8 aprile 2011

2 aprile 2011

sacrifici

[Hiroshige, Gufo su un acero sotto la luna piena, 1832-1833 ca.]

Chissà chi sarà chiamato a dare risposte ai bambini, tutti, colpiti dagli ultimi drammatici avvenimenti.

I centomila e più di Sendai e quelli del disperato mondo arabo in fuga dalle dittature. I bambini giapponesi che disegnano… molti di loro non riescono più ad usare il rosa.

Il bambino nato in alto mare, in una delle tante carrette dirette alle nostre coste.

Un esserino venuto al mondo a dispetto di tutto, che la madre ha chiamato Yeabsera: dono di dio.

E per un bimbo che nasce un altro muore, nelle notti fredde che vedono lo sradicamento di un’umanità errante.

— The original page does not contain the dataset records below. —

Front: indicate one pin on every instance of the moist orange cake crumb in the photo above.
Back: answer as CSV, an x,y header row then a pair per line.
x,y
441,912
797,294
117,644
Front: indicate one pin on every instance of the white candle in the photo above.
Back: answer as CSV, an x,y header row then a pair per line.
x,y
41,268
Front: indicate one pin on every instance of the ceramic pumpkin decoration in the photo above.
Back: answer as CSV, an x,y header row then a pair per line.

Ai piccoli del Giappone si potrà spiegare che la natura può vendicarsi e scatenare terremoti e tsunami e che l’uomo è tremendamente abile a scatenarli. A loro bisognerà ricordare, ma se per questo al mondo intero, il gesto eroico del volontario che per salvare i compagni più giovani, si è finto esperto del reattore 4. Quell’uomo ha detto di aver trovato, con quel gesto, un senso alla sua vita, ma spera anche che questo suo sacrificio serva al Paese per riflettere sul nucleare.

I bambini sono i pacchetti della miseria che trasportiamo, figli di una disperazione che non conosce democrazia né quando lascia le proprie sponde né quando ne raggiunge di nuove.

In Giappone ci sono migliaia di bambini che nello tsunami hanno perso anche l’identità e non sanno più se la loro famiglia si è salvata. Disegnano e realizzano origami, nella loro cultura un’antica leggenda dice che se costruisci 1000 gru di carta vedrai realizzati i tuoi desideri.

I bambini del Giappone sono raccolti in centri di accoglienza improvvisati e perfettamente organizzati; i piccoli profughi a Lampedusa separati, per prassi, dagli adulti rischiano di sparire e, dal momento che sono ancora in attesa di identificazione, nessuno saprà mai più niente di loro.


Ci penso continuamente a questi germogli, così spaventati e feriti a morte. E quando sento parlare di ricostruzione penso proprio a quelle creature, ai loro animi e alle realtà da reinventare.

A quegli occhi spalancati su mille pericoli. Perché i bambini non scelgono ma sono i primi a subire.